Supported Validators

RedPen supports the following validators.

  • SentenceLength
  • InvalidExpression
  • InvalidWord
  • SpaceBeginningOfSentence
  • CommaNumber
  • WordNumber
  • SuggestExpression
  • InvalidSymbol
  • SymbolWithSpace
  • KatakanaEndHyphen
  • KatakanaSpellCheck
  • SectionLength
  • SpaceBetweenAlphabeticalWord
  • ParagraphNumber
  • ParagraphStartWith
  • Contraction
  • Spelling
  • DoubledWord
  • SuccessiveWord
  • DuplicatedSection
  • JapaneseStyle
  • DoubleNegative
  • FrequentSentenceStart
  • UnexpandedAcronym
  • WordFrequency
  • Hyphenation
  • NumberFormat
  • ParenthesizedSentence
  • WeakExpression

SentenceLength

SentenceLength validator checks the length of sentences in the input document. If the length of the sentence is greater than the specified maximum length, the validator generates a warning.

Properties

Property Default Value Description
max_len 50 Maximum length of sentence.

Supported langauges

SentenceLength can be applied to any languages.

InvalidExpression

InvalidExpression validator checks if input sentences contain invalid expressions (words or phrases). If the input sentence contains invalid expressions, the validator generates a warning.

Properties

Property Default Value Description
dict None File name of dictionary.
list None List of invalid expression split by comma.

The dictionary is a set of words or expressions.

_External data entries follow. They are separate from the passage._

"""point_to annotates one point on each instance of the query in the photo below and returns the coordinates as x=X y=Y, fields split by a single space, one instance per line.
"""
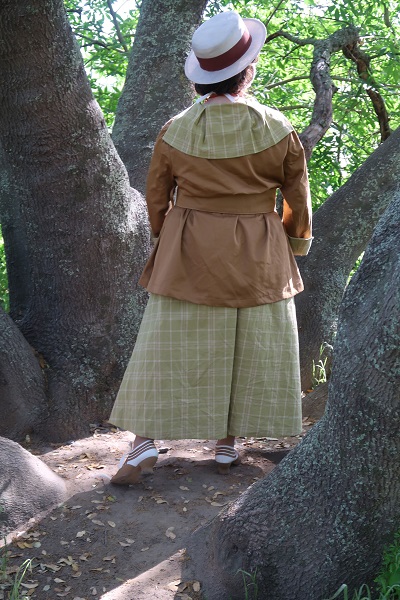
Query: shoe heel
x=147 y=464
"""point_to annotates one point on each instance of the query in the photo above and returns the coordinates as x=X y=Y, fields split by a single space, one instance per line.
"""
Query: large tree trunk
x=23 y=401
x=323 y=516
x=156 y=87
x=81 y=231
x=342 y=228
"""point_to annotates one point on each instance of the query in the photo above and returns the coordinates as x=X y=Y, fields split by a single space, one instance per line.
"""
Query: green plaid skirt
x=206 y=372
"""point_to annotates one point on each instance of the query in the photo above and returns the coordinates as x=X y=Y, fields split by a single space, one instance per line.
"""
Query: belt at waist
x=240 y=204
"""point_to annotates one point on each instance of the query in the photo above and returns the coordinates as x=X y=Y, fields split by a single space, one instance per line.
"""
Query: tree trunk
x=323 y=516
x=82 y=231
x=22 y=383
x=156 y=87
x=342 y=228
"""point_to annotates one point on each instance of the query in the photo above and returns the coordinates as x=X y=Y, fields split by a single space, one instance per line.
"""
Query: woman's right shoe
x=139 y=459
x=225 y=456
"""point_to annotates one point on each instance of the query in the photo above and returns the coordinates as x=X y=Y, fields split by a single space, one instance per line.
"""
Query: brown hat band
x=227 y=58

The following is an example of a dictionary.

like
you know
hey
kidding
what the hell
...

Supported langauges

InvalidExpression can be applied to any languages.

InvalidWord

InvalidWord validator checks if input sentences contain invalid words. If the input sentence contains invalid words, the validator generates a warning.

Properties

Property Default Value Description
dict None File name of dictionary.
list None List of invalid expression split by comma.

The dictionary is a set of words. The following is an example of a dictionary.

like
hey
wow
...

Supported Languages

InvalidWord can be any of langauges (but the default dictionaries are supplied only for English and Japanese).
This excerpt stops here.